また、手すりの設置など介護リフォームにかかる住宅改修費の7~9割を、保険で支給するサービスもあります。対象となるリフォーム費用の上限額は20万円です。
6. 介護保険を使わない
自費サービス
これまでに紹介したサービスは、全て介護保険によるサービスです。介護保険ではカバーできない部分を補うものとして、市区町村やNPO法人、民間企業などが提供する介護保険外の自費サービスもありますので、以下にご紹介します。
- 介護予防・日常生活支援総合事業…掃除、食事の準備などの家事支援、外出支援、生活機能維持のための運動やレクリエーションなどを受けられる
- 介護保険外サービス…おむつの支給や訪問理容院、配食サービス、介護者のための家事支援など、介護保険が適用されないサービスを受けられる
在宅介護サービスを利用するまでの流れ
実際に介護サービスを利用する際の流れについて知っておきましょう。
- 1.要介護認定を受けるために、親の居住地の市区町村にある高齢者福祉窓口か、地域包括支援センターに申請を行います。

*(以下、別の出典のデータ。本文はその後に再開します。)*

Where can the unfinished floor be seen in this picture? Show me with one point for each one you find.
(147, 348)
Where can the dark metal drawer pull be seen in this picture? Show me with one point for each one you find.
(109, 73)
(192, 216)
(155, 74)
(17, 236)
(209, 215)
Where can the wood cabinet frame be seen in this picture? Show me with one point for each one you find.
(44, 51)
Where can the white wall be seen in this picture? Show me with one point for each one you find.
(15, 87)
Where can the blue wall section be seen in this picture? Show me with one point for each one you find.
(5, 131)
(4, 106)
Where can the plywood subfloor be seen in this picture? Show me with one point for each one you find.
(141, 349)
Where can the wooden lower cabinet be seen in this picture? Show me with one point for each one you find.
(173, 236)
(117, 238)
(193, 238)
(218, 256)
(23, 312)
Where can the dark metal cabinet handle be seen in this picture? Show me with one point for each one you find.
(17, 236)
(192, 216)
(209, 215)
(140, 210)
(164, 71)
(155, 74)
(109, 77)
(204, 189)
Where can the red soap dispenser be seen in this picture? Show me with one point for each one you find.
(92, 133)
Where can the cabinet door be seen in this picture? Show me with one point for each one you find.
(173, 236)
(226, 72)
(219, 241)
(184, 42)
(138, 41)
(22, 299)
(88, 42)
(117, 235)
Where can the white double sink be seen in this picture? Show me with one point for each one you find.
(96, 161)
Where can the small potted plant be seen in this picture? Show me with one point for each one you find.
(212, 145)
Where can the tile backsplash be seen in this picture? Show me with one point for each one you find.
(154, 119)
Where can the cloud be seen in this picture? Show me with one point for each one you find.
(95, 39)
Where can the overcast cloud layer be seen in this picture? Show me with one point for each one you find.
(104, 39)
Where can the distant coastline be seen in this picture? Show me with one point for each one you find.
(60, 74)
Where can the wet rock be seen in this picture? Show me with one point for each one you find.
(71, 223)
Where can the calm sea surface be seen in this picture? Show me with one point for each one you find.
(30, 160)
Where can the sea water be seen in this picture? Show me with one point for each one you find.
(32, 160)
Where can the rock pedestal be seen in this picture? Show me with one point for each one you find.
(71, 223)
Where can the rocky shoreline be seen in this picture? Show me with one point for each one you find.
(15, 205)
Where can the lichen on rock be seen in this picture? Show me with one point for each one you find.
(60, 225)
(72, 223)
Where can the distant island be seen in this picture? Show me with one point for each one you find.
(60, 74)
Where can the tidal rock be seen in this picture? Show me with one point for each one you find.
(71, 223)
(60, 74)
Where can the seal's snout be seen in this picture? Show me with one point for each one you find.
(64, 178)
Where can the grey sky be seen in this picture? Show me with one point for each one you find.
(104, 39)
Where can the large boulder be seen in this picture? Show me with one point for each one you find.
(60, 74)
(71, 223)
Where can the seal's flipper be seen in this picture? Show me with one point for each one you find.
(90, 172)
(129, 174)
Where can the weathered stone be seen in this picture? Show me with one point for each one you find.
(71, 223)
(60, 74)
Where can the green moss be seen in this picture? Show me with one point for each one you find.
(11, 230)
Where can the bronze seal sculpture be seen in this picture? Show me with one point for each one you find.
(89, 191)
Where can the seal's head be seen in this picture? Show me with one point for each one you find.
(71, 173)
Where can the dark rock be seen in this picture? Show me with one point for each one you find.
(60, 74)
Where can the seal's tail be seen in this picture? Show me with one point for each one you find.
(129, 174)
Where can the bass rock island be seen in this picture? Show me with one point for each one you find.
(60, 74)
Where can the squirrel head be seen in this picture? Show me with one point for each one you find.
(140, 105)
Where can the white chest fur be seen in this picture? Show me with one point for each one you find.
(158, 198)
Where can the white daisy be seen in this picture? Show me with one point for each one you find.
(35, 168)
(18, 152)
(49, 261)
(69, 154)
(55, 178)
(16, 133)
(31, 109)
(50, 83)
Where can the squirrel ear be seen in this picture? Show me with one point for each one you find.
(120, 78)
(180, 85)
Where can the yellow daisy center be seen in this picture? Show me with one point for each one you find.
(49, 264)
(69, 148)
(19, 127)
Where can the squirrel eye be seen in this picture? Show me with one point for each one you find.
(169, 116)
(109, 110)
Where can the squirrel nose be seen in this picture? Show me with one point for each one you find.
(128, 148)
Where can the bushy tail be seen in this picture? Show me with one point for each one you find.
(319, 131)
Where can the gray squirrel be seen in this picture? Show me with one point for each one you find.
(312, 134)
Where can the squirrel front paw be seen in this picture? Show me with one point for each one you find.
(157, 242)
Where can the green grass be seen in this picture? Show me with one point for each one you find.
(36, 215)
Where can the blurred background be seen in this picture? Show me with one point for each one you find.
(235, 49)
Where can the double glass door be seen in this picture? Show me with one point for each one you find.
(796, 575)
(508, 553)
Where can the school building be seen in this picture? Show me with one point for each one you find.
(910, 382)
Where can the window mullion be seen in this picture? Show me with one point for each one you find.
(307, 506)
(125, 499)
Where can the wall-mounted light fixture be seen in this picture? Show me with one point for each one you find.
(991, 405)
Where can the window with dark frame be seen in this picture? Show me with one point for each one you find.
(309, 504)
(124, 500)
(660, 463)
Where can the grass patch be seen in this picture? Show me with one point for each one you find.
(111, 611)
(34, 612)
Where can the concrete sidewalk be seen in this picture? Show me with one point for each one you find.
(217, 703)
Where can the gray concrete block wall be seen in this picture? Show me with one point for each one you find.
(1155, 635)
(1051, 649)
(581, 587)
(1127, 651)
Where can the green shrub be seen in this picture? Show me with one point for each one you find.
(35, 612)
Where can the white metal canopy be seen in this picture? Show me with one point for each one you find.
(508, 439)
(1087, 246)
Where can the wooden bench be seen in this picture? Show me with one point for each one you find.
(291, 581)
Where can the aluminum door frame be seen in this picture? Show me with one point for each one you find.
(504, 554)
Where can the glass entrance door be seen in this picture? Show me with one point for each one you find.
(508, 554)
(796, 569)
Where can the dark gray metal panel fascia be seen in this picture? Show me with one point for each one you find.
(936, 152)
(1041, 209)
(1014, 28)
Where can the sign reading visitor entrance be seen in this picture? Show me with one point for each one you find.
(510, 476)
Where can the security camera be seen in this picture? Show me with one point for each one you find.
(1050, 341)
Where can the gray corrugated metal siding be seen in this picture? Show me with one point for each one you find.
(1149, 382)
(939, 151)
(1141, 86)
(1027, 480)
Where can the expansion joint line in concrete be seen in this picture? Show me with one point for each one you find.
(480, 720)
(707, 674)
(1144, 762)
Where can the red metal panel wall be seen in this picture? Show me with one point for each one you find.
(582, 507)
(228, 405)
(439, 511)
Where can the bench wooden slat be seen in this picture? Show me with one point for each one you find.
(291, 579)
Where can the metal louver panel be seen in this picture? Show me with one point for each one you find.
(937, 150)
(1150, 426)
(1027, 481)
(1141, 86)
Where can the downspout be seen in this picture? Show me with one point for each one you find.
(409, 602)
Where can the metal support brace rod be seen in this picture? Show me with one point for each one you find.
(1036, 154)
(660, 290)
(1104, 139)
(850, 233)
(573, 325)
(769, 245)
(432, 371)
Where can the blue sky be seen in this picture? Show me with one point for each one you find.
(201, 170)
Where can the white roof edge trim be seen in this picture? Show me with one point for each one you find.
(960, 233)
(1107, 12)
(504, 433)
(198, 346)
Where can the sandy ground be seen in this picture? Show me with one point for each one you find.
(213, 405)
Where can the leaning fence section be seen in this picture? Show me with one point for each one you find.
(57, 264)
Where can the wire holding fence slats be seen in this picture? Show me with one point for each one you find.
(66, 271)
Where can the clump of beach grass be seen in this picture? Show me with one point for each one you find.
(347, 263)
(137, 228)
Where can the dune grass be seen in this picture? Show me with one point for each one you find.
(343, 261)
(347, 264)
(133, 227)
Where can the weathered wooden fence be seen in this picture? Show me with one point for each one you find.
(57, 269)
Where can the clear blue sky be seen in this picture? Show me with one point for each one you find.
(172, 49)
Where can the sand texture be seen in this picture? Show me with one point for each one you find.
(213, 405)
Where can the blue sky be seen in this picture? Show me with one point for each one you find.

- 2.市区町村の職員や委託を受けたケアマネジャーなどが自宅を訪問し、本人の心身の状態や日常生活の様子などについて聞き取り調査を行います。
- 3.市区町村の依頼により、かかりつけ医が主治医意見書を作成します。
- 4.聞き取り調査の結果とかかりつけ医の意見書を基に、一次判定を行います。次に、保健・医療・福祉の専門家が二次判定を行います。
- 5.「要支援1・2」「要介護1~5」「非該当(自立)」のいずれかの判定が出されます。結果は通常、申請日から30日以内に送付されます。
- 6.介護サービスの利用計画書(ケアプラン)を作成します。通常はケアマネジャーが利用者本人や家族と相談しながら、プランを作成します。
- 7.ケアプランに基づいたサービスを利用開始します
なお、要支援1または2の判定が出た場合は「介護予防サービス」となり、ケアマネジャーは原則として地域包括支援センターの職員が担うことになります。サービス内容も、要介護者が利用するものとは少し異なります。
介護サービスの利用の流れについては、こちらの記事も参考にしてください。
介護保険とは? 制度のしくみや利用できるサービスなどを分かりやすく解説
まとめ
在宅介護にはメリットもありますが、介護をする人の負担が高くなりがちなのが注意すべき点です。無理なく続ける上で大切なのは、上手に人の手を借りて介護を分散すること。また、同じ立場にある人たちと情報交換したり、在宅介護の経験が長い人に相談したりするのもおすすめです。
在宅で受けられる介護サービスの内容は多岐にわたるため、ケアマネジャーや地域包括支援センターに相談しながら決めていきましょう。